Above the village sits the wild expanse of Haworth Moor with its brooding rocky outcrop known as Ponden Kirk (Penistone Crag in Wuthering Heights), the ruins of the remote farmhouse, Top Withins (home of the Earnshaw family in Wuthering Heights), Brontë Bridge and Brontë Falls. Once a working area of quarries, the moor is now the playground of walkers, literary tourists and, within season, grouse-shooting parties.
This was my third visit to these moors, the first two occasions being in my late teens, some twenty-nine years ago. The changes are subtle, but noticeable. The most obvious is the increased number of visitors. My first pilgrimage across the moor to Top Withins was unaccompanied and with no other soul in sight for the entire journey from Haworth Parsonage. The path beyond Brontë Bridge to Top Withins was indistinct and I can well-remember needing to orientate myself with the aid of a map and compass, picking out the landmark of a solitary tree at the ruins of Top Withins with the aid of binoculars. Now, the paths are well trodden and, at times two, three or even four people in breadth. Way markers (complete with Japanese wording – we met one Japanese lady en route) have also sprung up in a profusion, which, although helpful to the new arrival, detracts from the beauty of the area as an imagined wilderness.
Despite these ravages of modern tourism, it is still possible to enjoy the rugged beauty of the moors and envisage the scenes, wind swept and rain-lashed, which were foremost in the mind of Emily Brontë when she placed her lovers, Cathy and Heathcliff, in their encounters out here.

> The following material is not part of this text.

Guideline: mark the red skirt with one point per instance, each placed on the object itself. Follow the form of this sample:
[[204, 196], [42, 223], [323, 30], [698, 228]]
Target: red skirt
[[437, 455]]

An indirect walk to Top Withins involves climbing up through an area known as Ponden Clough. Covered with heather, it must be a wonderful sight later in the year when the heather is in flower. Two tumbling becks divide the Clough, providing the important source of water for the Ponden Reservoir at the base of the valley. Having reached the heights of Ponden Kirk, one is rewarded on a clear day (such as today) with a panoramic view of the reservoir and of moorland and hills, which simply stretch for mile upon mile in every direction.
A mile or so further on, Top Withins is the ruined remains of a remote farmhouse. Pausing for lunch, we sat on the broken walls and took time to ponder how harsh life must have been for those who once lived here some one hundred and fifty years ago. How alien today’s visitors would seem to them, not least of all with the occasional mobile telephone making an unwelcomed intrusion. Even the sheep are tame; with only the firm pressure of a walking boot holding them off from approaching close enough to steal the sandwiches!
Literature however, such as that written by the Brontës, is not about describing reality. It is about opening windows in the minds of the readers through which they are able to see an imagined world. Despite the imposition of the modern tourist, the world the Brontës drew from and extended within their own imaginations is still out there. All one needs to do is open those windows in our own imaginations. Contemporary intrusions instantly disappear and we can be transported back to a dark, storm-lashed moor and two desperate lovers. It is the ability to make that cerebral connection with the mind of an author, living one hundred and fifty years ago, which makes today’s journey worthwhile. However many centuries pass, Top Withins will, for the literary mind, forever be the formidable Wuthering Heights.
* * *
The walk back from Haworth passes through a small settlement called Stanbury. It is perhaps worth noting that Stanbury was the home of Timothy Feather, or ‘Owd Timmy’ as he was locally known. With the onset of the Industrial Revolution, the development of steam-powered mills within the West Riding of Yorkshire caused the demise of the old cottage industry of handloom weaving. However, undeterred, ‘Owd Timmy’ continued at his craft until his death, at the age of 85, in 1910.